Sante Fe students facing extremes
A ripple of energy was building within the crowd like that of static electricity. On this warm September evening, residents of the greater whole of Santa Fe and the surrounding area had packed themselves onto an athletic field in the northern part of the city to witness a yearly tradition. Of the thousands of people present, perhaps the ones in most awe were the 18 Castleton State College southwest pioneers.Zozobra is an annual tradition for the great city of Santa Fe in which they celebrate the passage of summer to fall with the burning of old man gloom, a forty-foot tall paper giant loaded to the brim with fireworks.
“Everyone in the city comes here to jam out to good live music and to just have a good time and celebrate” said student Rain Nissen-Reilly. “Tom Petty cover bands and fire dancers who light 40-foot paper giants on fire would be pretty entertaining to most people I would think.
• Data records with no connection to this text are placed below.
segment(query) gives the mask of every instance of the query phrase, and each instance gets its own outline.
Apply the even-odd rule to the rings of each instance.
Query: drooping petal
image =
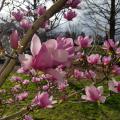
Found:
[[[33,56],[37,55],[40,49],[41,49],[41,41],[39,37],[36,34],[34,34],[32,41],[31,41],[31,46],[30,46],[32,55]]]
[[[65,50],[57,49],[53,52],[53,59],[57,62],[64,63],[68,60],[68,53]]]
[[[19,61],[21,63],[21,66],[26,70],[29,69],[32,65],[32,59],[33,57],[28,54],[20,54],[19,55]]]
[[[57,49],[57,41],[55,39],[47,40],[45,45],[49,50]]]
It certainly was for me!”
The event also marked the beginning of Fiesta de la Santa Fe, a weekend long festival in which vendors, artists, street musicians, and food purveyors of all sorts gather within the central plaza to celebrate their heritage.
This would also be the last full week in which the Castleton semester in Santa Fe group would remain in the city before embarking on two incredible anthropological expeditions.
Chaco Canyon, the first, is located in the middle of an arid, extremely hot desert 12 miles down a stretch of bumpy dirt road off the main highway and houses some of the oldest and most perplexing Native American ruins in the Southwest.
Braving the long, blistering four days in the Canyon, students successfully learned about the culture of the site by moving from ruin to ruin and bonded further through comfortable nights in their campground.
“There were a few days where your motivation was just to get more water,” student and videographer Nathan Dunn said. “But having gone there, we got to experience something that only a handful of people get to see, and that makes me grateful to be here with this group of awesome people.”
The next trip, to Mesa Verde, offered an atmosphere quite the opposite. Located atop a vast Colorado plateau further north, the group would this time be climbing 15-foot tall ladders along precarious cliff faces to reach ruins embedded high above canyon floors.
Although the second day brought heavy rains, fog, and a late night thunderstorm that destroyed almost half of the group’ site, both students and professors alike remained stalwart against seemingly unyielding odds.
“We’ve already gotten to see and do so many things in the course of just four weeks here” says student Zachary Richards. “Why the hell would a little rain stop us from doing what we’re good at?”
In the upcoming weeks the Santa Fe students will have more challenges to come with three more outings in the works, including a potential visit to the Grand Canyon.